You would be surprised to find out that habits, attitudes, and opinions we consider very common or natural are owed to brilliant minds in the advertising world. Successful advertising campaigns shape the world we live in and we could not imagine everyday life without many of the products they promote. But let’s not waste words and remember or become acquainted with some of the biggest advertising campaigns in history:
1. Nike – Just Do It
There was a time when Nike only targeted marathon runners; things changed when the fitness craze emerged and the well-known sportswear company had a marketing department smart enough to seize the opportunity. “The Just Do It” campaign was launched in late 1980s and the slogan became a trademark of the shoe company and one of its core brand components. Apparently, at an advertising agency meeting in 1988, Gary Gilmore’s last words were “Let’s do it”, and the well-known slogan was developed after his says. The effects of the “Just Do It” campaign were extraordinary – Nike worldwide sales climbed from $877 million to $9.2 billion in a decade, and they expanded their share of the North American domestic sport shoe market from 18% to 43%. The reason why the slogan worked so well it was the fact it managed to encapsulate what every person feels when they are exercising – that an objective such as running 5 miles is hard, but on the other hand, you can choose not to think about it and just do it.

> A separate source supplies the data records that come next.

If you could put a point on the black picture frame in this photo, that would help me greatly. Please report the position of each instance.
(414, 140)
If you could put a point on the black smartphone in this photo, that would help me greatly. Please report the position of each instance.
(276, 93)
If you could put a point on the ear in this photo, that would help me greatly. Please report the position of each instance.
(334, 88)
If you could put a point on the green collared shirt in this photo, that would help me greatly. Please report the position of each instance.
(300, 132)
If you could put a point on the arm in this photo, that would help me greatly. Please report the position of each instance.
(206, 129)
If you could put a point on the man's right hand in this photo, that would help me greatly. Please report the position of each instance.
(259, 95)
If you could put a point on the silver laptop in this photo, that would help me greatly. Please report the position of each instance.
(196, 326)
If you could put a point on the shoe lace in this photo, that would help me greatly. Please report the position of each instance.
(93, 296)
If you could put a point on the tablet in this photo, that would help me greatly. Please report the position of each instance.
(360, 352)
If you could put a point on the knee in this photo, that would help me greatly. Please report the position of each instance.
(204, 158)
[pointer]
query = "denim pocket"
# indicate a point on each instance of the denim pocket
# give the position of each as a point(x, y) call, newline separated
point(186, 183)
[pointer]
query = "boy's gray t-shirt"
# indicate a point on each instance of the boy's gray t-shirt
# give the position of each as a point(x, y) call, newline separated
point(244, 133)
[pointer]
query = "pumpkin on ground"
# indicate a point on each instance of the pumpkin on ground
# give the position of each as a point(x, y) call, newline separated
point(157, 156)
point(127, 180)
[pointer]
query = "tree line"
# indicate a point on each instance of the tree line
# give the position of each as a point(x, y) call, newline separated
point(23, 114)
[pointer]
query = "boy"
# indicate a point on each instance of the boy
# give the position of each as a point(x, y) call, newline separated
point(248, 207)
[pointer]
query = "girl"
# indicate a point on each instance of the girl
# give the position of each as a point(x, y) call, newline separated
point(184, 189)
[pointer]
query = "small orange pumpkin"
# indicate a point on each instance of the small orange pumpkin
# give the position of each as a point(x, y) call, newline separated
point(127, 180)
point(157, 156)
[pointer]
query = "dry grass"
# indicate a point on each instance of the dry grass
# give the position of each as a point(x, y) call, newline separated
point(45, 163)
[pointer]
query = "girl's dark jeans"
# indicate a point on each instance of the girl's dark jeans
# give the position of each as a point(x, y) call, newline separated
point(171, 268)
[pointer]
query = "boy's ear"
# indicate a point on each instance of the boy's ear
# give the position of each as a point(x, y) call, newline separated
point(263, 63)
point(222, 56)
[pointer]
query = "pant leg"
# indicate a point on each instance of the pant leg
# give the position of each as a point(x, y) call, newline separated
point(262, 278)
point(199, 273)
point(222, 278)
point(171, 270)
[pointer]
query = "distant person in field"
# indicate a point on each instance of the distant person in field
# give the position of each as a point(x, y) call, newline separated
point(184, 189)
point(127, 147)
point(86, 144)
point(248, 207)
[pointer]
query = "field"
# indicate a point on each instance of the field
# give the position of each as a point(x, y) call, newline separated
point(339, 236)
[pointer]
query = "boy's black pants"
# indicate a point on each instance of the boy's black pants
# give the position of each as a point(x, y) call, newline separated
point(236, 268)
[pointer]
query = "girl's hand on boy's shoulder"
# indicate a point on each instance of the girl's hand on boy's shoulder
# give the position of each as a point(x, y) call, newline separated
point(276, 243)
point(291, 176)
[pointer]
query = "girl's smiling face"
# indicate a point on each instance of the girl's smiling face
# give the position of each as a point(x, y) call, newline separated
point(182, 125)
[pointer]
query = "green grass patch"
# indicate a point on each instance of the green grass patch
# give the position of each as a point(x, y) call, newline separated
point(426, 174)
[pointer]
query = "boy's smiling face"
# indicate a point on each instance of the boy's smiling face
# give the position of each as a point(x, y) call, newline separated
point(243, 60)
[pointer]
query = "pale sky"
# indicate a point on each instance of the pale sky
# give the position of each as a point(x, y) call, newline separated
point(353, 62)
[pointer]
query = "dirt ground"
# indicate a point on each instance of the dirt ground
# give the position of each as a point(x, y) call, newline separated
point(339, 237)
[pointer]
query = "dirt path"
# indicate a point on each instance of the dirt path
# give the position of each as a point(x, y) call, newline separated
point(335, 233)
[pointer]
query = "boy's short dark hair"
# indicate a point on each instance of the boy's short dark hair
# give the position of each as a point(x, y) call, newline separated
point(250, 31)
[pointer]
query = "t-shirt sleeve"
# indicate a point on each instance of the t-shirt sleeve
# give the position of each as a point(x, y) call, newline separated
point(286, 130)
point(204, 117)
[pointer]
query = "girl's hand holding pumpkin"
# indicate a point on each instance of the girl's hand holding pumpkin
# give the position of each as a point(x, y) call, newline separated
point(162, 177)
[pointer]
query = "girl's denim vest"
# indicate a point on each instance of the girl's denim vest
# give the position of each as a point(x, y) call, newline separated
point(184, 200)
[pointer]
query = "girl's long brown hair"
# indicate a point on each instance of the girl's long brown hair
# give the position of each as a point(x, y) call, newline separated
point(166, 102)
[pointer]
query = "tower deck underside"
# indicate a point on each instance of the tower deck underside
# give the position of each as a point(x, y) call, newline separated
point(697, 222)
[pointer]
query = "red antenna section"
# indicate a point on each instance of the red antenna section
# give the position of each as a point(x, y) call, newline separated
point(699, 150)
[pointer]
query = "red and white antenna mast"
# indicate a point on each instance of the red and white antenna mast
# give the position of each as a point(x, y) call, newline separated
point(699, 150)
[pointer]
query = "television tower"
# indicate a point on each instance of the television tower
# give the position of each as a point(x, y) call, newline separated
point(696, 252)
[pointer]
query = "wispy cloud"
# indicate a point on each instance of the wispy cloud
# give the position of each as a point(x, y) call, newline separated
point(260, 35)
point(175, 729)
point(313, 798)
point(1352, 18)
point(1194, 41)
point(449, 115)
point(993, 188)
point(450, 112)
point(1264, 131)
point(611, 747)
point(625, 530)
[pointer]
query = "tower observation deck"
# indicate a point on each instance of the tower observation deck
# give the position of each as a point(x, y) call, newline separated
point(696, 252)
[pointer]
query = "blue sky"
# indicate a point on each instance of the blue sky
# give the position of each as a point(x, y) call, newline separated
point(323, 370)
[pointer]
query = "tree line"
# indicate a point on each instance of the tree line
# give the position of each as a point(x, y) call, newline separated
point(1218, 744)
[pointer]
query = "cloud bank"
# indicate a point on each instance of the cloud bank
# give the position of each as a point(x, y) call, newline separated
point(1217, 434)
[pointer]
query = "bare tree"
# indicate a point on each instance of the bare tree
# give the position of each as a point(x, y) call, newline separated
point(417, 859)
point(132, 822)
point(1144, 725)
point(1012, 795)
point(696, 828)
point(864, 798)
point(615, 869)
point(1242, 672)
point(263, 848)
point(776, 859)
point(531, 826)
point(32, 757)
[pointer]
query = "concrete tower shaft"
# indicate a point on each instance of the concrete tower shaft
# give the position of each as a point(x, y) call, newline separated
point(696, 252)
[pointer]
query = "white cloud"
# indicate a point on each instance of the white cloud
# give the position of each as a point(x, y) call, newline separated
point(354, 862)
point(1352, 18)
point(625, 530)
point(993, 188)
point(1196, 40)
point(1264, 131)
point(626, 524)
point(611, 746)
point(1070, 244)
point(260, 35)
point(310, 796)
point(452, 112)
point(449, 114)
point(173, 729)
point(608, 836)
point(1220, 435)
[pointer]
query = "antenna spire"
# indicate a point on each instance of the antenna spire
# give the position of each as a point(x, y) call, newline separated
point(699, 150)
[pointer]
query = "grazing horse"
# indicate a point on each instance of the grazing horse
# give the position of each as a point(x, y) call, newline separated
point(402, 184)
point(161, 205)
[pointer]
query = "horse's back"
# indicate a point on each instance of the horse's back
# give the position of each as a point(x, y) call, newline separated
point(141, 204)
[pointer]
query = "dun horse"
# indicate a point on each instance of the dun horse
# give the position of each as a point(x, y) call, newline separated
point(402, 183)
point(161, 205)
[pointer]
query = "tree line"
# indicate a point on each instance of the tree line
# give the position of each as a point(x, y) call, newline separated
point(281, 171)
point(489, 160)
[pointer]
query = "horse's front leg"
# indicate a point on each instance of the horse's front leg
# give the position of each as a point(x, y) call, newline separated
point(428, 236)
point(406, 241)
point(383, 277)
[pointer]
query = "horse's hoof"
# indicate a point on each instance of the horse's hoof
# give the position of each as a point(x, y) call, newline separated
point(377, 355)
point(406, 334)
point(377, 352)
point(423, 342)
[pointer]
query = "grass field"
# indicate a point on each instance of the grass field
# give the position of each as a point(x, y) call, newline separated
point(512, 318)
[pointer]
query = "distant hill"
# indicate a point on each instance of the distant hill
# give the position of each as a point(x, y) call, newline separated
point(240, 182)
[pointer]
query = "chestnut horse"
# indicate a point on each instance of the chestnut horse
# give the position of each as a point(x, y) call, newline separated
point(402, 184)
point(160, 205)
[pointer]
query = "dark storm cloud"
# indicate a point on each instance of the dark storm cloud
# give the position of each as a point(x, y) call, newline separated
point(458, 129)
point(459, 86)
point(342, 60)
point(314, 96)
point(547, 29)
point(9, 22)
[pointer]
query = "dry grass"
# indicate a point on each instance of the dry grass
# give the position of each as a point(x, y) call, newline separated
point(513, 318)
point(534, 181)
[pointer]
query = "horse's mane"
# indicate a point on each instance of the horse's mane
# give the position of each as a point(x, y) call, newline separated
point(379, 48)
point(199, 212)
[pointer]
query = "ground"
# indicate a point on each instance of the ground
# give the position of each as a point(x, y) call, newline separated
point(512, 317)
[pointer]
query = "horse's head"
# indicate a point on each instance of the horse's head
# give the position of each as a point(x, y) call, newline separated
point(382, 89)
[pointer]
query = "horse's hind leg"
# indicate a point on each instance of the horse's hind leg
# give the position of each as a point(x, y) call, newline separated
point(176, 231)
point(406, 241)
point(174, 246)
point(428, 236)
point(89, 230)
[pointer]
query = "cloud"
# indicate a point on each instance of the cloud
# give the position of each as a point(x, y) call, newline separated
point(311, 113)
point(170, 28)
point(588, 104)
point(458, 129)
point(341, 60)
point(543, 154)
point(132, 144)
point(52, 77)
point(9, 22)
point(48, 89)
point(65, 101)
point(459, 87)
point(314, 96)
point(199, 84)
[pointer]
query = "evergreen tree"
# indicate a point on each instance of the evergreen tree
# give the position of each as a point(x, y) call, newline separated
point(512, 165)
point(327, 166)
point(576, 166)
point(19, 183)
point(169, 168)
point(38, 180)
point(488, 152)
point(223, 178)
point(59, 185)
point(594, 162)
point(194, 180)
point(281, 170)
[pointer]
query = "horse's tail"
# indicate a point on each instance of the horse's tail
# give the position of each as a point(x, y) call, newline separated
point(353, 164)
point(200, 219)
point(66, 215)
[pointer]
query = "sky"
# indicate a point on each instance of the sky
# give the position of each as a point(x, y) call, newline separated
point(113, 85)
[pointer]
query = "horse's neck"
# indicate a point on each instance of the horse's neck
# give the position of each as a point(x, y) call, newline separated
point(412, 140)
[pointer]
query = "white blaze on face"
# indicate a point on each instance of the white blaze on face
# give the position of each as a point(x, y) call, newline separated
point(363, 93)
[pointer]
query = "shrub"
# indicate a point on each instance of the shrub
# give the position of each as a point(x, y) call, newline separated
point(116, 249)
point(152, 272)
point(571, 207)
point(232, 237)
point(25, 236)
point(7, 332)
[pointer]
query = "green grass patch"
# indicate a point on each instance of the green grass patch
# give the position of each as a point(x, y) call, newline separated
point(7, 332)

2. Dove Campaign For Real Beauty
For decades, the cosmetic industry has put pressure on consumers by using a certain type of models for advertisements and promotional materials. Meanwhile, they were targeting average people who have a variety of physical features and who may not fit the beauty standards followed by these companies. As a result, vulnerable categories such as teenagers, but not only, are subjected to a standard body image and end up feeling unhappy with their appearance. In 2004, Unilever launched the Campaign For Real Beauty through Dove; the creative was conceived by Ogilvy & Mather Düsseldorf and London. The campaign was intended for three years, but it was so successful that it still runs today. The main idea is simple – we all have different bodies that do not fit beauty standards, and yet we are beautiful. Dove was applauded for the audacity to challenge the social norm and experts considered this campaign has left a mark on human society.
3. Got Milk?
Are you a regular consumer of cow’s milk? Then your taste for milk may also be due to this famous advertising campaign from 1993, which was created by the advertising agency Goodby Silverstein & Partners for the California Milk Processor Board. Later, the campaign was licensed for use by dairy farmers and milk processors. One of the best-known motives of the campaign was the white moustache, which was eventually discontinued in 2014. An interesting fact about this campaign is that it didn’t try to sell to people who were not drinking milk, but instead it targeted those who already were, showing what amazing results can be obtained by focusing on existent consumers and determining them to appreciate your product more. The result? Milk sales in California rose by 7% in one year, and parodies inspired by “Got milk?” are still considered funny today.
4. Absolut Vodka
Absolut Vodka is a brand of vodka produced in Sweden and the third largest brand of alcoholic spirits in the world. The shape of the Absolut Vodka bottle is nothing unusual, and yet it is one of the most recognizable in the world, after the “In An Absolut World” campaign. The campaign has been running for 25 years and has helped the brand grow from a 2.5% share of the vodka market to representing half of all imported vodka in the US. Absolut has created 1500 ads of one bottle – in each ad, the shape of the bottle appears in different settings, specific to various places in the world. For instance, Absolut New York features a bottle made from a number of yellow cabs in the crowded Big Apple traffic.
5. The Marlboro Man
The Marlboro Man is one of the longest running campaigns – it was used by the Marlboro brand in the United States from 1954 to 1999. The legendary figure was conceived by Leo Burnett in 1954 – a rugged man featured in nature with a cigarette. The original purpose of the advertisements was to make filtered cigarettes more popular – until then, these products were considered feminine. The ad managed to reposition Marlboro as a brand for men instead of selling women’s cigarettes and was also influenced by the impression that filtered cigarettes were safer for health. Years later, the long-term effects of smoking were discovered, and ironically, the majority of men who have portrayed the Marlboro Man have died of lung diseases associated with smoking. The decline of the advertising campaign started in the 2000s, as the practice of smoking ceased to be celebrated due to health risks.
Which of these advertising campaigns are you familiar with and what impact did they have on your life?